Acknowledgment means recognising the devastating impact of 228 years of inflicting colonial rule against groups of people who did not ask to be colonised. Acknowledgment means beginning to make some sort of reparations for the widespread suffering that we as a nation have caused. Acknowledgment means not doing it again.
These recent statements are not the first made by Pearson referencing my community. In February 2010, Pearson wrote an opinion piece for the Australian entitled, ‘Aborigines can learn from Jews how to preserve culture and prosper’, in which he stated, “…we have to find a way, just as the Jews have, to reconcile self-interest and individualism with our common identity with our fellow members of our tribe.” In one breath, Pearson is touting us Jews as a model of liberalism while backhandedly calling us selfish.
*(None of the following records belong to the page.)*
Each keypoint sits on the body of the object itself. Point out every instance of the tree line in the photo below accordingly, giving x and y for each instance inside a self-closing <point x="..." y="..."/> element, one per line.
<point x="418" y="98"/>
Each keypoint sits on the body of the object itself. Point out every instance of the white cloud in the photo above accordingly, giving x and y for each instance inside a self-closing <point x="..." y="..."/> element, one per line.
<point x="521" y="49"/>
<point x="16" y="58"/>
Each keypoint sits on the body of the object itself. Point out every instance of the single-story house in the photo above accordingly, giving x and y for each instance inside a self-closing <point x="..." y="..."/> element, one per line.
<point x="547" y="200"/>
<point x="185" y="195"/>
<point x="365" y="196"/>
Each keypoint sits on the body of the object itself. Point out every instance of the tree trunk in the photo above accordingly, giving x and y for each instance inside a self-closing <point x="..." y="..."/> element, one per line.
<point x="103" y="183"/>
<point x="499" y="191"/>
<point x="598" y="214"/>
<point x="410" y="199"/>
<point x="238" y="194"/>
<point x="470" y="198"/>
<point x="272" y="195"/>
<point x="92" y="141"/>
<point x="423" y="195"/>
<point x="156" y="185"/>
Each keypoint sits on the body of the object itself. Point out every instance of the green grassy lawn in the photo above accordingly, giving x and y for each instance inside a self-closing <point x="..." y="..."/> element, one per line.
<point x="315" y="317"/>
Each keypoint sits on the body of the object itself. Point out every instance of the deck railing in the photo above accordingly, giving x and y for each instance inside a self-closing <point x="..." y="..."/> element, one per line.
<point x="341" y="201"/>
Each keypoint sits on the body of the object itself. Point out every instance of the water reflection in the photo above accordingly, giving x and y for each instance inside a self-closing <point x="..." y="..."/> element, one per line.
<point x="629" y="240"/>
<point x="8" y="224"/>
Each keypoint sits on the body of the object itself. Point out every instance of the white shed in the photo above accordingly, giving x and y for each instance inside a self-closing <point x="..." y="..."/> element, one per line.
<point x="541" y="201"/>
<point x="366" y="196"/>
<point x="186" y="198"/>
At least it is refreshing to have this stereotype intended to compliment, rather than insult us.
I agree with Mr Pearson on his view that us Jews have maintained a strong cultural identity, despite the odds against us. I could not be prouder of my Jewish upbringing; my culture has given me the strength to stand up against the racism that I have witnessed against others, and have encountered personally as an ethnic woman living in post-multicultural Australia.
I am proud beyond words of the endurance of my culture’s languages and heritage. As a Kohenim, my last name has been carried in my family for thousands upon thousands of years; damn straight I am proud of this. But Pearson is not advocating for this in his own mob. He seems to equate success solely with economic development, and not of the survival of culture.
What Pearson is advocating for is not success but assimilation.
Where Noel Pearson may see Indigenous resistance to assimilation as a failure, I see it a display of strength and resilience. As an Australian, I am proud of the 228-year history of Aboriginal and Torres Strait Islander resistance to colonial rule. And I am deeply offended by ‘leaders’ like Pearson using my community’s experience of genocide to tow the party line of assimilation.